Eine vergleichbare Situation habe sie in ihren über 20 Jahren in Eppstein noch nicht erlebt: In den vergangenen Jahren sind die Ausgaben kontinuierlich gestiegen – zuletzt seit 2020 im Schnitt um mehr als eine Million Euro pro Jahr. Der aktuelle Haushaltsentwurf erreicht mit 44,5 Millionen Euro eine neue Rekordmarke.
Damit halten die Einnahmen bei Weitem nicht Schritt. Die Schere, so Bergold, klaffe immer weiter auseinander. Nach vielen internen Beratungen in der Verwaltung und im Magistrat stehe für sie fest: Ohne eine massive Erhöhung der Grundsteuer B könne sie keinen genehmigungsfähigen Haushalt einbringen. Um das Defizit zwischen Ausgaben und Einnahmen einigermaßen auszugleichen, schlägt die Kämmerin einen fast doppelt so hohen Hebesatz vor wie den, den das Finanzamt ausgerechnet hat, um die Grundsteuereinnahmen für die Kommunen auf dem bisherigen Niveau zu halten. In Eppstein waren das ein neuer Hebesatz von 7,41 und Einnahmen von 3,6 Millionen Euro.
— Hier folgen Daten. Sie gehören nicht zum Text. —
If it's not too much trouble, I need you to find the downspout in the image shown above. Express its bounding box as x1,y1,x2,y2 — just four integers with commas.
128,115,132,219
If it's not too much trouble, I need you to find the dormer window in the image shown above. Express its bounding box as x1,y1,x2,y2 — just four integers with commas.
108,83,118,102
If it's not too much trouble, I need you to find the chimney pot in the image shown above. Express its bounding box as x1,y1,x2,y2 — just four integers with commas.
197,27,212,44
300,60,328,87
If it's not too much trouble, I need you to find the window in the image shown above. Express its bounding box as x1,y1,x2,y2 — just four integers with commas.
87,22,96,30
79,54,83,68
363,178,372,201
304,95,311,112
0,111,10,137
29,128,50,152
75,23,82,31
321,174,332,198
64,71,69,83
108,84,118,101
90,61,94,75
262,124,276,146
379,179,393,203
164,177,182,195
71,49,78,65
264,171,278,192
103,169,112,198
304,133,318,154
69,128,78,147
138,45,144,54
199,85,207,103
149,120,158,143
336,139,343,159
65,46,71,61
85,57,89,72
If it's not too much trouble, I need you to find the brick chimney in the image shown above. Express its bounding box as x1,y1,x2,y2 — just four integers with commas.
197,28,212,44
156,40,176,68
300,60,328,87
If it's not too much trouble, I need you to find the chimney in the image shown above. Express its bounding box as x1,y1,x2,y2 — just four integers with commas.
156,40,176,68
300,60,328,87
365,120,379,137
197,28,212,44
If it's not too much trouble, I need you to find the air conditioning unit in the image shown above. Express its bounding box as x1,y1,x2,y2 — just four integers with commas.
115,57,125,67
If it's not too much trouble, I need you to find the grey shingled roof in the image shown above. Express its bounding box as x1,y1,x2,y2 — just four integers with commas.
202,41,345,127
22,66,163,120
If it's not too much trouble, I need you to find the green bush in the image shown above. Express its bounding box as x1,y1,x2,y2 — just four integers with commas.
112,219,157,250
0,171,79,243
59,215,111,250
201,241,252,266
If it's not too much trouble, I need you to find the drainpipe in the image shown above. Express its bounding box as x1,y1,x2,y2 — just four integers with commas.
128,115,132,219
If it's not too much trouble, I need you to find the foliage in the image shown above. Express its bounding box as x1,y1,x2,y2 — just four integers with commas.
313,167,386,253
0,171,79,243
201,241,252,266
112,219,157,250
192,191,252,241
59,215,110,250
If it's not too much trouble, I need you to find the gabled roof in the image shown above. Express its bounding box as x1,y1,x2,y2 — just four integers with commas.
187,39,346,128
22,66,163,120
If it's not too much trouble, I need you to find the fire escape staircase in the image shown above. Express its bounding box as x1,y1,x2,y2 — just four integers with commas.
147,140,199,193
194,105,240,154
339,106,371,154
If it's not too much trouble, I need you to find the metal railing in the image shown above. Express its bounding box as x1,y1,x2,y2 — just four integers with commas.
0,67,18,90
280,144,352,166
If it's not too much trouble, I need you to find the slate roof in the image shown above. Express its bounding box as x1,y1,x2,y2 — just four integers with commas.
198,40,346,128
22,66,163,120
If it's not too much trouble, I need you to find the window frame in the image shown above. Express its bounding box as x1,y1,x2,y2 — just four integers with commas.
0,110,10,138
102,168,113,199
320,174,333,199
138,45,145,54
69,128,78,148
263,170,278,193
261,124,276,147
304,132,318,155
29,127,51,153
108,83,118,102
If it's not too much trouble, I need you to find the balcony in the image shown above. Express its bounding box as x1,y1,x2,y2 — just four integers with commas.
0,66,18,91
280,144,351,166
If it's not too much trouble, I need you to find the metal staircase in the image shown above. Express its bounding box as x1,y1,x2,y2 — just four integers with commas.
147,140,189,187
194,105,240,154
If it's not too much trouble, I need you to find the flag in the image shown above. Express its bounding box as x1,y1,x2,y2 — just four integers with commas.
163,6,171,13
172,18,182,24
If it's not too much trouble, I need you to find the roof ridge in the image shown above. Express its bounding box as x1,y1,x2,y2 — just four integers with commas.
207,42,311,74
Nun soll ein neuer Hebesatz von 1450 die Grundsteuer auf 6,7 Millionen Euro erhöhen.
Die Mehreinnahmen von 3,1 Millionen Euro reichen zwar immer noch nicht, um den Haushalt auszugleichen. Die dann noch fehlenden 500 000 Euro sollen jedoch aus einer außerordentlichen Rücklage finanziert werden.
Im aktuellen Haushalt für 2025 fehlen weit über 3 Millionen Euro. Aber nicht etwa, weil die Stadt einen neuen Kindergarten baut oder zu viel Geld für die Straßensanierung ausgäbe: Knapp 3 Millionen Euro Mehrkosten verzeichnet Bergold allein durch Faktoren, die die Stadt gar nicht beeinflussen könne: Zum Beispiel durch Tariferhöhungen bei den Personalkosten. Löhne und Gehälter steigen um über 600 000 Euro auf fast 9,3 Millionen Euro. Die Kreisumlage, mit der beispielsweise Krankenhausversorgung oder Jugendhilfe finanziert werden, steigt um fast 900 000 Euro an.
Gleichzeitig verzeichnet die Stadt erneut niedrige Gewerbesteuereinnahmen von 3,8 Millionen Euro – Obwohl der Hebesatz auf 380 angehoben wurde. Bergold führt das auf die anhaltende wirtschaftliche Stagnation zurück.
Auch bei den sogenannten freiwilligen Leistungen, wie Vereins- und Kulturförderung, Jugendarbeit, Tourismus, Landschaftspflege oder Zuschüsse für die Tafel könnten kaum noch nennenswerte Einsparungen erreicht werden. Ihr Anteil beläuft sich auf 2,1 Millionen Euro, nicht einmal fünf Prozent des Gesamthaushalts. Kürzungen müssten politisch betrachtet werden, so die Kämmerin, bedürften also einer Entscheidung der Stadtverordneten.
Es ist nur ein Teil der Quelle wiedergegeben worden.